We have chosen E. coli BL21(DE3) as the host for expression. This strain is a lysogen of bacteriophage DE3, a lambda derivative that has the immunity region of phage 21 and carries a DNA fragment containing the lacI gene, the lacUV5 promoter (inducible by IPTG), and a chromosomal copy of the gene for T7 RNA polymerase. As an E. coli B strain, BL21 is deficient in the lon protease and lacks the OmpT outer membrane protease that can degrade proteins during purification.

Codon Adaptation

Some of the proteins coded by the sequences designed by us are native to organisms other than E. coli, our chassis. Thus, we have codon optimized the nucleotide sequences (e.g. SpyTag002, SpyCatcher002, OpdA, dCBD, linkers) for E. coli by using the 'Choose Alternative Codons' capability and codon usage tables available in SnapGene while designing the constructs.

Modular Filtration Platform:
Our Contribution to Bioremediation Strategies

As discussed earlier, modularity is our key to building a plug-n-play bioremediation platform. It is an indispensable aspect of synthetic biology as well. We have incorporated the SpyTag/SpyCatcher technology, also termed "molecular superglue", in our design of the fusion proteins (i.e. C1 and C2) in order to ensure modularity. This is a technology for irreversible conjugation of recombinant proteins. The peptide SpyTag spontaneously reacts, both autocatalytically and quantitatively, with the protein SpyCatcher to form an intermolecular isopeptide bond (a covalent bond) between the pair. We have used SpyTag002/SpyCatcher002 instead of the original SpyTag001/SpyCatcher001, as the former is a second-generation, faster-reacting version of this protein superglue at cellular expression levels. We have not used the latest SpyTag003/SpyCatcher003 system because it already exists in the iGEM Registry of Standard Biological Parts. Thus, we intend to submit this codon optimized SpyTag002/SpyCatcher002 system in the iGEM Registry as a contribution from our side to the synthetic biology community.
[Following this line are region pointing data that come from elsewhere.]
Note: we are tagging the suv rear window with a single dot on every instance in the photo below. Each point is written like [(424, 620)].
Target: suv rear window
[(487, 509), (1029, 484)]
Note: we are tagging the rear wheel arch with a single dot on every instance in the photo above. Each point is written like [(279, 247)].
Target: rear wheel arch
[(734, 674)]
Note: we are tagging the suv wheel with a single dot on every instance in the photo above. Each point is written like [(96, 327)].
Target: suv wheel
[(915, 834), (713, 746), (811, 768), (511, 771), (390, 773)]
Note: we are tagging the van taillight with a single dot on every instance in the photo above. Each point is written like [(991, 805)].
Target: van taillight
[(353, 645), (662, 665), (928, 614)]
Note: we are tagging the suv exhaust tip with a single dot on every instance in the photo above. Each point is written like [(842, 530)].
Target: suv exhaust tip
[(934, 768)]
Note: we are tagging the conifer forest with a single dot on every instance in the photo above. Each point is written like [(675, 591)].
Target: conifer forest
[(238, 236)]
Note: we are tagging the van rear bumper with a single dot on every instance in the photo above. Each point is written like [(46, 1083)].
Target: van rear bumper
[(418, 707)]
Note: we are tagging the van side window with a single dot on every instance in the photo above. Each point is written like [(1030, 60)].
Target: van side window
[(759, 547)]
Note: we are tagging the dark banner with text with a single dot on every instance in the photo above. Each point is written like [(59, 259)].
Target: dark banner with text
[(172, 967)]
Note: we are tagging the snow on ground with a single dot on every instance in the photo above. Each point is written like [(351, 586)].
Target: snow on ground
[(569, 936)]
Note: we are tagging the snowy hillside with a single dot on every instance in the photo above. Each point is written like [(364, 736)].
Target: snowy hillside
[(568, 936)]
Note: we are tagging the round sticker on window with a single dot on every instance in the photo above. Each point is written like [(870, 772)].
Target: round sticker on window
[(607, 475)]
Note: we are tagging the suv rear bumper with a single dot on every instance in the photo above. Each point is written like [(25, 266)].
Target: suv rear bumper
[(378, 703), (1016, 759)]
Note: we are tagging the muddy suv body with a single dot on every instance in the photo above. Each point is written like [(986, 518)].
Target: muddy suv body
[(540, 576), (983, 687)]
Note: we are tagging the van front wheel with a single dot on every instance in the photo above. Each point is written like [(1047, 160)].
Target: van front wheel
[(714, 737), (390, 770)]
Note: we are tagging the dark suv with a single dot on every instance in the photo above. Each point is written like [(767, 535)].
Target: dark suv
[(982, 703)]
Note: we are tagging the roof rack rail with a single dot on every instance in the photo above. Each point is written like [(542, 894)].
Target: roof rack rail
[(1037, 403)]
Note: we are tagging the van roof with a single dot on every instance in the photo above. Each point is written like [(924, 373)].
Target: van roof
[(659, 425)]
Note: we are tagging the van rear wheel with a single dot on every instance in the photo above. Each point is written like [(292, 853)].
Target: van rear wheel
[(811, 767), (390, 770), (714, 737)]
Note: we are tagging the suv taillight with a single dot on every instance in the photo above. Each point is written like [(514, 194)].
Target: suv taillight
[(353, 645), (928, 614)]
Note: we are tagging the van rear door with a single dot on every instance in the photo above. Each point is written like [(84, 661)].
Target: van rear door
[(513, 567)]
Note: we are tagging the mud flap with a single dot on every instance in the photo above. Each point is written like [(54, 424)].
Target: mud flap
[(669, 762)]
Proteins to bind or degrade a limitless range of contaminants can be bound to cellulose membranes. In that sense, our filtration platform is inherently modular, thanks to SpyTag002/SpyCatcher002 system. If some future group of workers intend to construct a filter to address some pollution other than organophosphate pollution, they would have to replace the OpdA part of C2 with their enzyme of interest. This modified construct would still be compatible with C1 designed by us. That modified C2 and original C1 would together constitute a system to neutralize that other pollution. We specifically encourage the future iGEM teams interested in bioremediation to adopt this strategy and to add to this novel plug-n-play toolbox through their invaluable efforts as well as boundless creativity.

Gibson Assembly:
Our Working Tool

Gibson assembly allows for successful assembly of multiple DNA fragments in a single-tube reaction, regardless of fr for large DNA constructs. It enables directional cloning, is very rapid and efficient. Most importantly, it is a seamless method and does not yield any scars. Scars are detrimental to the proper functioning of fusion proteins, the very foundation of CellOPHane. Thus, we have used this elegant cloning technique.

Hardware:
Our Ultimate Goal

Down the road, we seek to build a functional, cost-effective, reliable filtration device which can be installed in the regions where waterbodies are plagued with organophosphate pollution. A functional hardware, in the context of our project is a filter coated with functionalized bacterial cellulose (BC) sheet. At first our aim was to simply replicate a commonly found commercial electric filter with candle. But it was soon realised that the residence time of water in such a candle would be too less. In simple terms, the time spent by the large amount of input water would be too less for the enzymes to act appreciably. Hence, we decided to implement a novel strategy; we decided to coat the inner surface of a microchannel with BC. The advantage of microchannel is very large surface area to volume. Almost all the (tiny amount of) water passing through the channel will be acted upon by the enzymes. Also we can easily increase length of the channel for longer action of enzymes. We will depend on principles of hydrodynamics and microfluidics to come up with microchannels of specific shape(s) that ensure adequate residence time of OP molecules inside the channel, so that the OpdA molecules get sufficient time to act upon those. In practice we decided to coat microcrystalline cellulose (MCC) sheet. It would then serve as the proof of concept for a microchannel whose bore has been coated with the functionalized BC filter we seek to develop. Using microchannel solves the 'residence time' problem but introduced a host of technical challenges. The MCC preparation needed to be compatible such that it can be easily coated. In that effort, we tried varying different of parameters like different solvents, concentration of cellulose, drying time, etc. Another challenge is the coating of the MCC sheet on the channel.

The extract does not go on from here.